Me hizo esta pregunta con gravedad, sin mirarme y dándole vueltas entre sus dedos á un fósforo de cartón.
Me eché á reír.
—Señor misántropo: ¿qué mosca te ha picado hoy? Te aseguro que me es completamente indiferente; pero, aunque así no fuera, ¿qué delito habría en ello?

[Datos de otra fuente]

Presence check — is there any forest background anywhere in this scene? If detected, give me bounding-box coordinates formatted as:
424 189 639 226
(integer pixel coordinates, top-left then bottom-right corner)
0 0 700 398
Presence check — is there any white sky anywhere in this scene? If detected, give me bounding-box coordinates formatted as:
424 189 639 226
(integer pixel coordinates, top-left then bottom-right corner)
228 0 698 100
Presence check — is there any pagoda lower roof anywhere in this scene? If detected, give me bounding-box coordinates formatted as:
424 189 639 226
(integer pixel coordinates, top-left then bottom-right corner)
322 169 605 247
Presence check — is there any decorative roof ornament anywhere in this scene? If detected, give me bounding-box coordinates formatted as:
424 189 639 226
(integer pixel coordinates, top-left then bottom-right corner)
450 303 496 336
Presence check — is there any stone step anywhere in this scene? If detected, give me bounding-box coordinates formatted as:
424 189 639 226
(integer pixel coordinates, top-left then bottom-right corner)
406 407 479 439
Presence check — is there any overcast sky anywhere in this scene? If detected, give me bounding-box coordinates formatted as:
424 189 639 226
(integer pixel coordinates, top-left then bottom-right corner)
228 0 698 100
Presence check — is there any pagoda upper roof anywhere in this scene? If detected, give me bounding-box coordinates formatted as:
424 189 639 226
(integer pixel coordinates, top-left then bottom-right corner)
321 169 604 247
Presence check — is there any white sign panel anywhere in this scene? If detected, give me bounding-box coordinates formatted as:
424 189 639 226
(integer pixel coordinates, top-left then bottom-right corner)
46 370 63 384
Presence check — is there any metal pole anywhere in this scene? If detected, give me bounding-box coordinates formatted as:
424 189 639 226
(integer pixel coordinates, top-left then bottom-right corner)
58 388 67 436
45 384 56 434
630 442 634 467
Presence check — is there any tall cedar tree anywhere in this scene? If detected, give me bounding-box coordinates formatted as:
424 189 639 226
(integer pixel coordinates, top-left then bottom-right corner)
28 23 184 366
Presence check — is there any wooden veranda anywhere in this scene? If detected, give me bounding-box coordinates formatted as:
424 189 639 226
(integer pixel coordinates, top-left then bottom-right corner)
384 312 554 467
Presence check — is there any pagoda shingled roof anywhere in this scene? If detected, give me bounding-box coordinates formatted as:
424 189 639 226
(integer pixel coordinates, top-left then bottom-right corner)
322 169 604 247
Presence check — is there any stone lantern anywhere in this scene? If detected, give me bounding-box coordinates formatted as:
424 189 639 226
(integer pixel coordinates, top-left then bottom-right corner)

—¿Delito…?, ninguno; pero á la verdad que me inquietaría por ti; que tendría miedo. Escucha, mi querido amigo: te conozco: has nacido literato, soñador, artista á tu modo; pero no tienes, para engolfarte en la formidable aventura de un amor cualquiera, ni el talento de seguirla, ni sangre fría, ni resolución: te dejas llevar de las impresiones: ellas te abaten o te engrandecen: ¡no eres más que un niño!
—No me pesa; ¿y qué más?
—¿Qué más? —dijo levantándose y con una animación extraordinaria—. Conocí en otro tiempo á una que se parecía á ti, y cuyo primer cariño, inconsiderado, pero profundo, como sería el tuyo, hizo pedazos para siempre su corazón. Porque el corazón se rompe, querido amigo, y es una porcelana que no admite composturas, que no se suelda jamás.
Su madre le interrumpió diciéndole en tono de reconvención:
—Ten en cuenta que Fabián ha venido á felicitarte, hijo mío.
—Pues hoy es un día tan bueno como otro cualquiera para recibir un consejo, madre. Además, ¿no se trata de un amigo mío? La historia no es larga, pero sí instructiva, Fabián, y voy á referírtela compendiosamente. Mi amigo era muy joven y muy entusiasta. Recorría los museos de Italia pincel en mano y llevando en su alma la canción no interrumpida de su esplendorosa juventud. Ninguna desilusión, ningún desengaño sufridos. Acomodaba el porvenir á la fantasía de sus sueños. Apenas si descendía á la tierra desde las altas regiones en donde tantas obras maestras, sin cesar renovadas, mantenían su espíritu. Admiraba, copiaba, se impregnaba de la belleza luminosa de los paisajes y de las pinturas de Italia. Pero un día, sin reflexionar, sin saber, sin prever nada, cometió la imprudencia de amar á una joven noble, cuyo retrato pintaba, de decírselo y de hacerse amar por ella. Creyó entonces, en la sencillez estúpida de sus juveniles años, que el arte acorta las distancias y que el amor las borra. Nunca se ha dicho mayor ni más amarga necedad, amigo Fabián. Por más que vio, por más que trató de luchar contra la oposición de los padres, contra él, hasta contra ella, fue impotente para todo, vencido en todo… Y el fin… ¿Quieres conocer el fin? La joven arrancada de allí, llevada lejos y muerta al poco tiempo; él caído desde lo alto de sus sueños, herido de muerte, fugitivo también y tan débil aún contra aquel dolor, á pesar de los años transcurridos, que no puede pensar en él sin derramar lágrimas.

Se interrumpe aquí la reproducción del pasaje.